Global Utilities

La Trobe University
Curriculum, Teaching and Learning

Flexible learning

Flexible learning is an approach to teaching and learning that encompasses activities which allow for greater responsiveness to students' learning interests, needs and circumstances, increasesstudents' access to, and/or control over, particular teaching and learning environments.

Flexible approaches to teaching and learning aims to offer learning which is accessible, appropriate and valuable to a diverse student base, and deploy strategies and technologies to meet the diverse needs of students regarding the location and time of study. Flexible learning approaches can:

  • give students choice about where, when and how they learn.
  • recognise the wide diversity amongst our students in terms of the times they have available to study, their other commitments (family and work),
  • respond to the learning needs of our students.
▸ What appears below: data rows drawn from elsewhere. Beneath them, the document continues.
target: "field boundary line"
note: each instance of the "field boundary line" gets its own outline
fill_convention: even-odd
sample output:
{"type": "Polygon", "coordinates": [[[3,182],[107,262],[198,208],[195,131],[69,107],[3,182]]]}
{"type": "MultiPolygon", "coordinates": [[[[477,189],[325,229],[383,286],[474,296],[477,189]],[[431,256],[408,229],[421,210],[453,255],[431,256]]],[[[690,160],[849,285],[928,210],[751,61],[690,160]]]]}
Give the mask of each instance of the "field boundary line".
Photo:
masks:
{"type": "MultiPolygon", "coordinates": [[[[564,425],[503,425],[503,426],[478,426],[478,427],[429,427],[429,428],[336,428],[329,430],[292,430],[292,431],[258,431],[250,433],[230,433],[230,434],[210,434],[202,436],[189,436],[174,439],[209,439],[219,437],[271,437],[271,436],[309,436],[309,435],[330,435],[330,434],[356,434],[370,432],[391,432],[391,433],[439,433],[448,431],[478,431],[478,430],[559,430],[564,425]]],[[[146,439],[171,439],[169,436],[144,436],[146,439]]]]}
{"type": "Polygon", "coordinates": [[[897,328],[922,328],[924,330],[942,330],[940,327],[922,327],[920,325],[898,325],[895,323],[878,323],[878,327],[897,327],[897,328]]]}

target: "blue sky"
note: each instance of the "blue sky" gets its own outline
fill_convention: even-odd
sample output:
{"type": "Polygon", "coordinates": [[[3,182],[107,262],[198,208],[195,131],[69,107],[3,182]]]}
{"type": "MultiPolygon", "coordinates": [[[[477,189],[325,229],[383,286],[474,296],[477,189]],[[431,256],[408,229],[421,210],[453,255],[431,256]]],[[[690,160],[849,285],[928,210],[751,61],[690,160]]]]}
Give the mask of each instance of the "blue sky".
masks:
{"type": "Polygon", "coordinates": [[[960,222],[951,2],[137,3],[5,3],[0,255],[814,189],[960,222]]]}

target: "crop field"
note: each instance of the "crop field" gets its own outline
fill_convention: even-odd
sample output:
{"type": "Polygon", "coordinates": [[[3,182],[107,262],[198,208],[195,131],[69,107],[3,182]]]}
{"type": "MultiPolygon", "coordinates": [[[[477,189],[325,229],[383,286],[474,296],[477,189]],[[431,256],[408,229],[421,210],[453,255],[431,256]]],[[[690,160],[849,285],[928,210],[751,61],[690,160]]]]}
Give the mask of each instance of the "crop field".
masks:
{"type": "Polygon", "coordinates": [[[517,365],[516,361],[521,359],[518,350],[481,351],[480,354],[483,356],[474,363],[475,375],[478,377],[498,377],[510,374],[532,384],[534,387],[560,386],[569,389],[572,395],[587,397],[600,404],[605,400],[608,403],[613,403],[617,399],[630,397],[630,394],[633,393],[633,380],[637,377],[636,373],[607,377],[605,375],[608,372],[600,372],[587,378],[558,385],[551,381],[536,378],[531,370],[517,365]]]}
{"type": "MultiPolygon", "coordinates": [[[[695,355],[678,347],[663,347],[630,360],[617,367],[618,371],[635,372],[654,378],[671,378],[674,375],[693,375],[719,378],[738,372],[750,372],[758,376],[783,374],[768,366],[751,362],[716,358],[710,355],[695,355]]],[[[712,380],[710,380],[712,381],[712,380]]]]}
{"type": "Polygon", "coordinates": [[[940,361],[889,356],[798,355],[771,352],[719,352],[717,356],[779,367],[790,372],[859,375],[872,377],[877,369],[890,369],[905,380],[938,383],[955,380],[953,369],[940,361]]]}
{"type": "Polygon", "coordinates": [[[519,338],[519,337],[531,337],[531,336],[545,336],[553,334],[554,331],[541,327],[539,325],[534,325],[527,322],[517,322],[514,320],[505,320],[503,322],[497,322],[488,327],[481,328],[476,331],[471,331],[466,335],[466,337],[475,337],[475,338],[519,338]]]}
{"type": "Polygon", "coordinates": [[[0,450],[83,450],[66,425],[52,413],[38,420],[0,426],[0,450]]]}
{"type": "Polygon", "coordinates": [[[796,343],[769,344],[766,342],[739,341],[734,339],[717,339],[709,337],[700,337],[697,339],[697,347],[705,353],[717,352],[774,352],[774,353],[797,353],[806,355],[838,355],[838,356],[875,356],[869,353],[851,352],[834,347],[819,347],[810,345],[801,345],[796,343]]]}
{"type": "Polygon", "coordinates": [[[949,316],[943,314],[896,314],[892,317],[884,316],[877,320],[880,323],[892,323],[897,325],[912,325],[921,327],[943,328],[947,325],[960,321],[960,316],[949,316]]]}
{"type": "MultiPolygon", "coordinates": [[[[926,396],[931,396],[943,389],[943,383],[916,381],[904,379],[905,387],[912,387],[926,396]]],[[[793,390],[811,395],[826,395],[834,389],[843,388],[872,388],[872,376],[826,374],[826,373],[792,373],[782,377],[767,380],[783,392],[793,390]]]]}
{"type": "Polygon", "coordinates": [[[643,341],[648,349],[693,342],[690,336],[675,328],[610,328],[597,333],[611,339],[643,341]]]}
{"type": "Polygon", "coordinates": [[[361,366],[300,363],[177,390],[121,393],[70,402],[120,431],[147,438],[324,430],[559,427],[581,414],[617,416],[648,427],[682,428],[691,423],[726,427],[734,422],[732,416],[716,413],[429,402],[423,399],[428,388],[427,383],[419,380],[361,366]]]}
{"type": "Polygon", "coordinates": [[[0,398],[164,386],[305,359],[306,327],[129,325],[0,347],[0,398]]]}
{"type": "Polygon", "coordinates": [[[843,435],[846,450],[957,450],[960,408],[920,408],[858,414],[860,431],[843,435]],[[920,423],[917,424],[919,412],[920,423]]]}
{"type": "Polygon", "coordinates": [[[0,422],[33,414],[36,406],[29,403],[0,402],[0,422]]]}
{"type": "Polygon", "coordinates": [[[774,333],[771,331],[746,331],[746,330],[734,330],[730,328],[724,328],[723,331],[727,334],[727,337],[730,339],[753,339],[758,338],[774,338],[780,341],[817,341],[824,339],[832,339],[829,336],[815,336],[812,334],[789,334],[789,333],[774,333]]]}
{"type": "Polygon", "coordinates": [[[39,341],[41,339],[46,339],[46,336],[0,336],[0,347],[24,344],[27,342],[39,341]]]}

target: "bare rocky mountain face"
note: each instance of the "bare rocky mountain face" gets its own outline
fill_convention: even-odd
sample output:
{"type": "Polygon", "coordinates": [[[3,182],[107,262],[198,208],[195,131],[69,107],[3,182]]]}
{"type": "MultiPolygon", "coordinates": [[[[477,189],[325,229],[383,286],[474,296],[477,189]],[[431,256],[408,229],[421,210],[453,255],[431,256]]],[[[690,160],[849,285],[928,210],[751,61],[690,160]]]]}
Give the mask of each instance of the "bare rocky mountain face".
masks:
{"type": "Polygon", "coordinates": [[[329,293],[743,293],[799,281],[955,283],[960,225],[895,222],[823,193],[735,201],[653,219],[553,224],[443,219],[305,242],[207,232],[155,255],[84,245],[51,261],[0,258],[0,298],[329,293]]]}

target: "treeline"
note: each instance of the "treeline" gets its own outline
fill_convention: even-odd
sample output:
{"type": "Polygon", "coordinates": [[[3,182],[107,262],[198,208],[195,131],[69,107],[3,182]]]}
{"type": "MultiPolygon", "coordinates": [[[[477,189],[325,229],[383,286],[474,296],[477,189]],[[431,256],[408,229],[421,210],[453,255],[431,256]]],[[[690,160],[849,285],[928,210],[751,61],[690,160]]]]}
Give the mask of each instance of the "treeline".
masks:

Flexible learning may encompass and include the following approaches to learning:

  • e-learning, which refers to computer-enhanced learning, web-based teaching materials, CD-ROMs, web sites, discussion boards, collaborative software, e-mail, blogs, wikis, text chat, mobile technologies.
  • online learning is more narrow in scope than e-learning, and generally refers to web-based learning (La Trobe University Educational Technologies Glossary).
  • blended learning, which is learning that is facilitated by the effective combination of different modes of delivery, models of teaching and styles of learning, and founded on transparent communication amongst all parties involved with a course. (Heinze, A. and C. Procter 2004).
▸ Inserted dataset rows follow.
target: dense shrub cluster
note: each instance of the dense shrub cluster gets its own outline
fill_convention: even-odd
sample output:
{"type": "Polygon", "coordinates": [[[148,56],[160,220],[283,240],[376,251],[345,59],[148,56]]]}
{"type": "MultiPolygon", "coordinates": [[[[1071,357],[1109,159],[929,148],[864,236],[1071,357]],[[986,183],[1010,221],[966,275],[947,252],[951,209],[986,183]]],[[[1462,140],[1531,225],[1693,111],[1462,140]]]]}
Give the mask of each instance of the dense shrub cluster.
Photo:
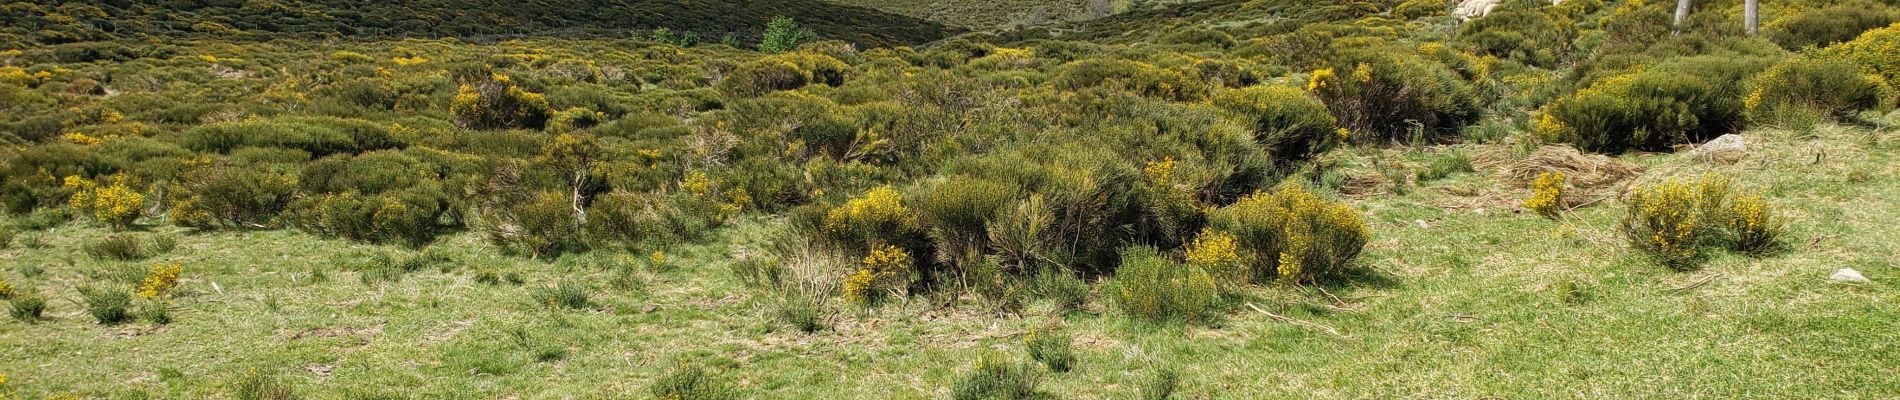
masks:
{"type": "Polygon", "coordinates": [[[501,74],[465,79],[449,103],[449,115],[464,129],[541,129],[553,113],[547,96],[522,90],[501,74]]]}
{"type": "Polygon", "coordinates": [[[1345,52],[1313,72],[1307,91],[1364,141],[1439,141],[1478,117],[1470,83],[1457,72],[1410,52],[1345,52]]]}
{"type": "Polygon", "coordinates": [[[1546,139],[1610,153],[1700,143],[1745,125],[1742,83],[1771,60],[1685,57],[1605,78],[1546,105],[1536,128],[1546,139]]]}
{"type": "Polygon", "coordinates": [[[1873,1],[1846,1],[1777,18],[1762,33],[1788,50],[1854,40],[1862,32],[1900,22],[1900,10],[1873,1]]]}
{"type": "Polygon", "coordinates": [[[1900,24],[1867,31],[1852,41],[1821,49],[1819,57],[1846,60],[1879,75],[1888,85],[1900,82],[1900,24]]]}
{"type": "Polygon", "coordinates": [[[1750,120],[1787,122],[1803,114],[1822,119],[1885,109],[1892,88],[1851,62],[1794,57],[1775,64],[1749,83],[1743,100],[1750,120]]]}

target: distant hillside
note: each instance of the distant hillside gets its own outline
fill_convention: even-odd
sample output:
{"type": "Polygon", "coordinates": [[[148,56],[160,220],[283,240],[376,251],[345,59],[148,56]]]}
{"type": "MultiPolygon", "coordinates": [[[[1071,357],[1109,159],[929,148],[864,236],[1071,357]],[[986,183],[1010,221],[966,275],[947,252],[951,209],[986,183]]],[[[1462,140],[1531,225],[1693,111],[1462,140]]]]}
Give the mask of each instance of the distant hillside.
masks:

Flexible learning encompasses the whole configuration of the learning environment, and incorporates understandings of the physical, social as well as technological network, and opens up possibilities that extend learning environments into the social and professional worlds of learners.

An effective application of flexible learning is the blended learning approach, in which engaging the learner is a primary concern, and the mix of face-to-face and online can bring new possibilities of extended interaction spaces, and improved outcomes resulting from blended learning approaches (Normand & Littlejohn 2006; Abraham 2007; Bonk & Graham 2006; Garrison & Kanuka 2004; Bretag & Hannon 2007).